The boy was sat on a small sofa at the top of the stairs with one of Ellel’s arms splayed across his shoulders. Two skylights were black reflecting the small lamps that lit the room, the room painted dark. There were a dozen or so people in the room, all in different costumes of varying quality. A boy with his face painted white sat crouched by a monitor into which two girls were singing karaoke.
—You alright guys? Asked a boy in shirt and tie sat beneath the skylight.
—Guys! A short girl in a cat costume and eye mask ran towards Kerin and Sam and hugged them both.
—Hey. How’s things? Sam asked.
—Do you guys want a drink?
—We were just about to go to a shop or something. We saw that petrol station, is that any good? Kerin asked.

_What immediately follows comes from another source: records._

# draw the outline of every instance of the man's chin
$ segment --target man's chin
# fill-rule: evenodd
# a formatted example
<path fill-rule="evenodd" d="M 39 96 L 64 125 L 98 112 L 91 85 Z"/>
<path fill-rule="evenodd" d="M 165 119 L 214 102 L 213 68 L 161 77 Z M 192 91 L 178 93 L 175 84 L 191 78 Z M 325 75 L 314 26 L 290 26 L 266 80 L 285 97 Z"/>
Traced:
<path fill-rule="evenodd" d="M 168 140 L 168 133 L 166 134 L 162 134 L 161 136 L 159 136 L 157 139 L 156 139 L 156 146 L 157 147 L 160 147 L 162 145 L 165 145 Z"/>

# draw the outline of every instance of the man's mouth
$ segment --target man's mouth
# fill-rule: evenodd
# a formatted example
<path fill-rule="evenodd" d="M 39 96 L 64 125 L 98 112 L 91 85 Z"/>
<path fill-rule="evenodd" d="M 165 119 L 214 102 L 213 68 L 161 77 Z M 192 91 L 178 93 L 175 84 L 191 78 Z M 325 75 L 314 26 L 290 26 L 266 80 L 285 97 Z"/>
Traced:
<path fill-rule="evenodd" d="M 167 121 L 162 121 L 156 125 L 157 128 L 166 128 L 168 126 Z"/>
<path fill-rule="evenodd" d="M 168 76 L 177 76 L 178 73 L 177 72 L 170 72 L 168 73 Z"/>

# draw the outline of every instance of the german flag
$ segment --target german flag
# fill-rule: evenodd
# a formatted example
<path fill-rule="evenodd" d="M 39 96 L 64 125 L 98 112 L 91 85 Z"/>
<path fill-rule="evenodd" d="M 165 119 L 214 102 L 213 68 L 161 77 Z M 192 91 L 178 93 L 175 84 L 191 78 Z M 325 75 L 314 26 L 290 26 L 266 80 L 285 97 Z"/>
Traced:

—Oh, no no no no, don’t go out. Don’t worry about it. We’ve got loads of stuff here. My dad had a big party for his birthday and there’s loads of alcohol left over, just help yourself.
—Cool. Where is it?
—It should just be in the fridge.
The girl pointed behind Kerin and Sam to a mini fridge, the guy under the skylight almost draped across it, a few beers inside, some spirits.
—Just help yourself.
—Do you want to? Sam asked Kerin.
The boy on the small sofa was getting excited, gesticulating a lot and Ellel laughed, laughing hard from the chest and gut occasionally, paying almost revered attention.
—Fancy some Kahlua? Kerin held a bottle out to Sam.
—What the fuck is this?
—It’s all the same, it’s all the same. Okay. The boy begins to laugh. —so he says, do you see the bird in the tree, and you go yes, and then he goes no, go and meditate, and then you come back and he goes do you see the bird in the tree? And you see it and you go yes then he goes, go and meditate. The boy stumbles on his words and breaks out laughing. Ellel breaks, his whole body laughing, hands above head.
—What’s your name mate? Sam asked, leant against the slanted wall, his neck crooked.
The boy calms down fairly quickly, Ellel slows his breathing and lowers his hands into his lap and looks across at the boy.
—You can call me Rocky.
—Really? Kerin asked. Rocky didn’t pay much attention.
One girl left facing the monitor as the karaoke machine looped its menu. Most had focused their attention on Rocky, to grasp his English or words or something, for entertainment enough.
—You see this. There is so much space in it, in between all of it.
—Right, I’m going to have to go the toilet. Ellel stood and patted Rocky on the leg.
—It’s alright. Rocky said.
Ellel picked up an empty bottle of beer from the top of the banister and made his way down the stairs.
—Where are you from? Asked the girl with the eye mask.